With these initiatives and the measures below I’m confident that we have mitigated the identified deficiencies. Compliance is by nature never done. We will now continue our investigation as part of the continuous operational risk and compliance work, and we will continue to invest in and strengthen our compliance functions.
Summary of measures taken by Nordea
• Nordea will apply stricter governance of Nordea Bank S.A. in Luxembourg (NBSA) and integrate NBSA into the Nordic organisation while also respecting the legal and governance responsibility of the board and management of NBSA. The decision to integrate NBSA into the Private Banking organisation is to ensure a consistent implementation of policies and secure a fully compliant culture. NBSA will have a new board composition also including an external board member and internal control functions will be strengthened. A strategy and risk review of NBSA will also be conducted in respect of the jurisdictions where our customers are present and considering, among other things, relevant Nordic business relations criteria. The likely outcome will be a more limited scope going forward.

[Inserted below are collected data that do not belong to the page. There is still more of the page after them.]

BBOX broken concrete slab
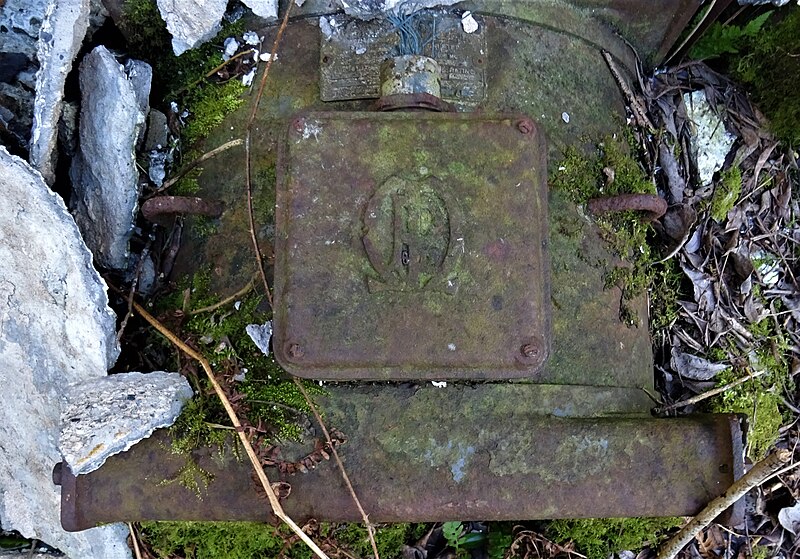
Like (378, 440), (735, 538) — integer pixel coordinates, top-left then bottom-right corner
(29, 0), (91, 186)
(0, 146), (130, 559)
(156, 0), (228, 55)
(60, 372), (193, 475)
(70, 45), (151, 270)
(242, 0), (277, 20)
(684, 90), (735, 187)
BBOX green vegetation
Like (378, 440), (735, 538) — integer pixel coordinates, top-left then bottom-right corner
(709, 316), (794, 460)
(122, 0), (246, 148)
(139, 521), (426, 559)
(710, 166), (742, 222)
(689, 6), (800, 146)
(546, 517), (683, 559)
(690, 11), (772, 60)
(551, 135), (663, 325)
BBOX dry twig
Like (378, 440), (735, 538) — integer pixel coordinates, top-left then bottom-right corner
(187, 274), (256, 315)
(654, 369), (768, 414)
(129, 299), (330, 559)
(128, 523), (143, 559)
(655, 449), (793, 559)
(294, 378), (381, 559)
(157, 139), (243, 193)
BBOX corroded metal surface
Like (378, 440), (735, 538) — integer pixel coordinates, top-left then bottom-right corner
(588, 193), (668, 222)
(320, 11), (486, 106)
(274, 111), (550, 380)
(57, 400), (743, 530)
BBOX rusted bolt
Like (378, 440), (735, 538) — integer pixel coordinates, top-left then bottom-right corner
(516, 119), (534, 135)
(286, 342), (304, 360)
(521, 343), (539, 357)
(141, 196), (224, 221)
(292, 118), (305, 133)
(587, 193), (668, 223)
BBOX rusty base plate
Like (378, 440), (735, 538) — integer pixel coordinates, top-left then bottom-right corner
(274, 111), (550, 380)
(56, 393), (744, 530)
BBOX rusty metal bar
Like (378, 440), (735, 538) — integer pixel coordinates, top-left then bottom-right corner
(57, 385), (743, 530)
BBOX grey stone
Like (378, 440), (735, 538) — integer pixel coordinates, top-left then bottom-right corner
(60, 372), (193, 475)
(29, 0), (91, 186)
(0, 146), (130, 559)
(57, 101), (79, 158)
(336, 0), (462, 19)
(156, 0), (228, 56)
(144, 109), (169, 151)
(241, 0), (278, 20)
(0, 0), (48, 58)
(70, 46), (151, 270)
(246, 321), (273, 356)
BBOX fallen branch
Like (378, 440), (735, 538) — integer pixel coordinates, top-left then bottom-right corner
(654, 369), (767, 414)
(130, 299), (330, 559)
(655, 449), (793, 559)
(294, 378), (381, 559)
(157, 139), (243, 194)
(187, 274), (256, 316)
(128, 523), (143, 559)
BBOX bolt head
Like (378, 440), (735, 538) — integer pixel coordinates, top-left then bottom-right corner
(516, 119), (534, 135)
(521, 343), (539, 357)
(286, 342), (304, 360)
(292, 118), (305, 133)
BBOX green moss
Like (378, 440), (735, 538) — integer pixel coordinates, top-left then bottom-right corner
(551, 135), (662, 325)
(182, 80), (247, 146)
(139, 521), (286, 559)
(709, 317), (793, 459)
(334, 523), (427, 559)
(546, 517), (682, 559)
(122, 0), (247, 148)
(732, 7), (800, 145)
(710, 166), (742, 222)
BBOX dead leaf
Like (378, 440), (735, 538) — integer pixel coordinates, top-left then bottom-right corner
(681, 263), (717, 313)
(671, 343), (728, 380)
(695, 525), (725, 559)
(778, 502), (800, 535)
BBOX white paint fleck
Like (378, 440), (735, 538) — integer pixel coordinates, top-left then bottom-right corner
(432, 381), (447, 388)
(461, 11), (478, 33)
(447, 343), (456, 351)
(561, 111), (570, 123)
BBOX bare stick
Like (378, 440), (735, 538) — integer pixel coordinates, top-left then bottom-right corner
(294, 378), (381, 559)
(654, 369), (767, 414)
(187, 275), (256, 315)
(128, 523), (143, 559)
(157, 139), (243, 193)
(655, 449), (792, 559)
(130, 299), (330, 559)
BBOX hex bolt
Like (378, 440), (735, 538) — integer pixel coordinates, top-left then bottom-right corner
(292, 118), (305, 133)
(287, 343), (304, 360)
(516, 119), (533, 135)
(521, 343), (539, 358)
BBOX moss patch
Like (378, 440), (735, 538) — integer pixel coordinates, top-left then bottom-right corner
(710, 166), (742, 222)
(546, 517), (682, 559)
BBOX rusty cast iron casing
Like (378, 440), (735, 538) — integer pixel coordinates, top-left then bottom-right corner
(274, 112), (550, 380)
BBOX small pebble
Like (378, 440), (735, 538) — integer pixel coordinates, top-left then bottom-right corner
(223, 37), (239, 61)
(561, 111), (570, 124)
(461, 11), (478, 33)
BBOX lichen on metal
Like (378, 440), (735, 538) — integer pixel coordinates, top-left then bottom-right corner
(273, 111), (550, 380)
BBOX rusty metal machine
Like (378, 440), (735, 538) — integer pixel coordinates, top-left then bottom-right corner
(56, 0), (745, 529)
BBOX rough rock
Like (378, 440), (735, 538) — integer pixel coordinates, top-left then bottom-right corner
(70, 46), (151, 270)
(242, 0), (278, 19)
(683, 90), (735, 187)
(156, 0), (228, 55)
(0, 146), (130, 558)
(0, 0), (47, 152)
(144, 109), (169, 151)
(337, 0), (462, 19)
(60, 372), (193, 475)
(29, 0), (91, 186)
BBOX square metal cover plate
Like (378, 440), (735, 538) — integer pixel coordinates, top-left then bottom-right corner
(274, 111), (550, 380)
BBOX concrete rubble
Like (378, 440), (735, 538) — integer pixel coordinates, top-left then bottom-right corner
(337, 0), (462, 19)
(70, 45), (151, 270)
(60, 372), (193, 475)
(29, 0), (90, 186)
(0, 147), (131, 559)
(683, 90), (735, 187)
(156, 0), (229, 55)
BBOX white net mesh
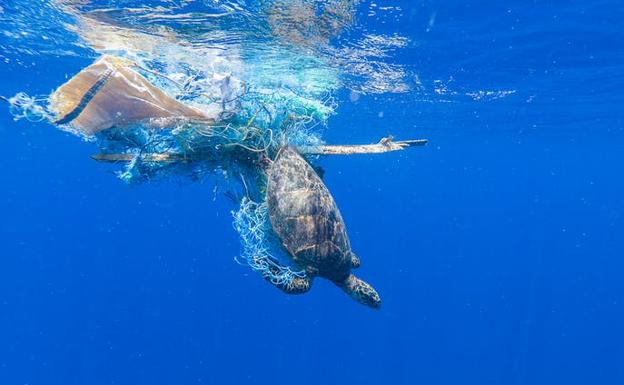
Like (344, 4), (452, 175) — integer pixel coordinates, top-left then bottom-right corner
(232, 197), (305, 285)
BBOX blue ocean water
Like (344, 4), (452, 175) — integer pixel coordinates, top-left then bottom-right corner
(1, 1), (623, 384)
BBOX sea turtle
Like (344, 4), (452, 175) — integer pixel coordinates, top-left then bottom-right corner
(265, 146), (381, 308)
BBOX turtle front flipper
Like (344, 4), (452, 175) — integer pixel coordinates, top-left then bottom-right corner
(337, 274), (381, 309)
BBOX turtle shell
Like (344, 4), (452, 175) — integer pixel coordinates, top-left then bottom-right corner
(267, 147), (352, 282)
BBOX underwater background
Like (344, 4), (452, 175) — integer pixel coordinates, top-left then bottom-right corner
(1, 0), (624, 384)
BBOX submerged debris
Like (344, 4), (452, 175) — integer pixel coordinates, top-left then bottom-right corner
(3, 1), (426, 307)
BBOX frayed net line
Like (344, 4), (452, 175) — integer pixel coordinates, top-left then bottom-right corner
(232, 197), (305, 285)
(5, 92), (53, 123)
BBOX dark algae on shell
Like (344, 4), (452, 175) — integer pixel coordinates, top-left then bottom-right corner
(267, 147), (381, 309)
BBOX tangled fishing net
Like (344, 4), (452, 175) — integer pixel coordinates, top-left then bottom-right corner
(6, 93), (52, 123)
(232, 197), (306, 284)
(4, 52), (333, 284)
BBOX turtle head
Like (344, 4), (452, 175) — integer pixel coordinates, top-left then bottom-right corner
(337, 274), (381, 309)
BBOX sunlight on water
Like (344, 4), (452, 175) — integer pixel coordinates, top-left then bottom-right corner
(0, 0), (412, 94)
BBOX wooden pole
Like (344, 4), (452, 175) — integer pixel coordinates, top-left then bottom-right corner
(299, 138), (427, 155)
(91, 137), (428, 163)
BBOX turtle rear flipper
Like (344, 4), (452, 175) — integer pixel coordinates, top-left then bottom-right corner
(259, 257), (312, 294)
(350, 253), (361, 269)
(277, 275), (312, 294)
(338, 274), (381, 309)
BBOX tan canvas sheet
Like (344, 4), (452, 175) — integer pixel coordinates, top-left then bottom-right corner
(49, 55), (215, 135)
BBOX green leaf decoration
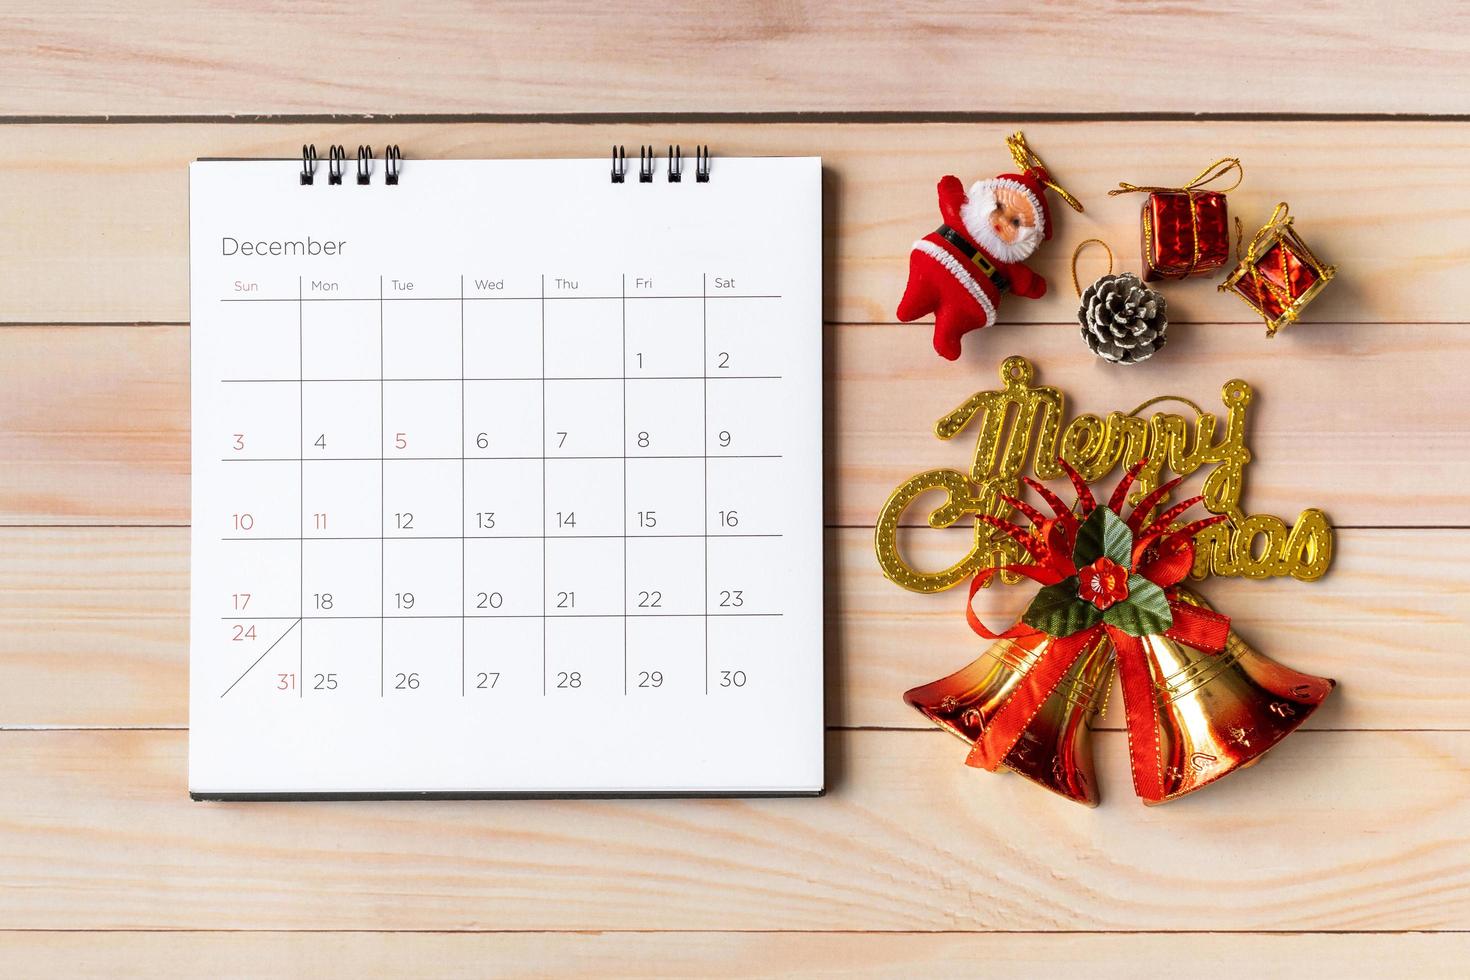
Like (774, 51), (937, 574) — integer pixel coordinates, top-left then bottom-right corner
(1073, 506), (1134, 569)
(1101, 575), (1174, 637)
(1022, 578), (1104, 638)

• NBSA has taken immediate action and blocked the accounts where suspicious indications were found. This goes for the 68 cases highlighted by Group Compliance. We are in accordance with our policies investigating these accounts further to obtain reasonable comfort that customers comply with relevant rules for declaration and taxation. Otherwise their accounts will be closed. Even if an account will be closed NBSA will still fulfil its reporting obligations under the OECD’s Common Reporting Standard (CRS).
• Nordic Private Banking customers will also be handled without delay to verify that documentation is complete.
• Nordea will strengthen its tax policy on customer advice for the Nordea Group.
• NBSA will immediately ensure that the required KYC data are provided.
• Nordea will say no to all new company structures where the business purpose is not clear.
• NBSA will enforce new, stricter criteria for existing and new customers having offshore structures. As a consequence the number of customers with offshore structures will be significantly reduced. Offshore structures will not be allowed unless the CRS can be fully applied to the ultimate beneficial owner of the offshore structure, allowing automatic exchange of information between tax authorities. New criteria also include clarified requirements regarding documentation to support sufficient evidence of tax compliance, board of directors, acceptable jurisdictions, etc. All current offshore structure customers at NBSA will now be reviewed based on these clarified requirements, and also from a KYC and tax perspective. If not deemed acceptable, the customer relationship will be terminated. This review will be finalised by the end of 2016.
• NBSA will no longer assist customers with the administration of offshore structures neither with the law firm Mossack Fonseca based in Panama nor with other corporate service providers. As previously stated, all of our interaction with Mossack Fonseca is currently being discontinued and is expected to be completely discontinued by the end of the year.
• Nordea will promptly take action on all the recommendations in the report.
• Nordea will continue to strengthen competencies and resources in control functions in the Group and NBSA.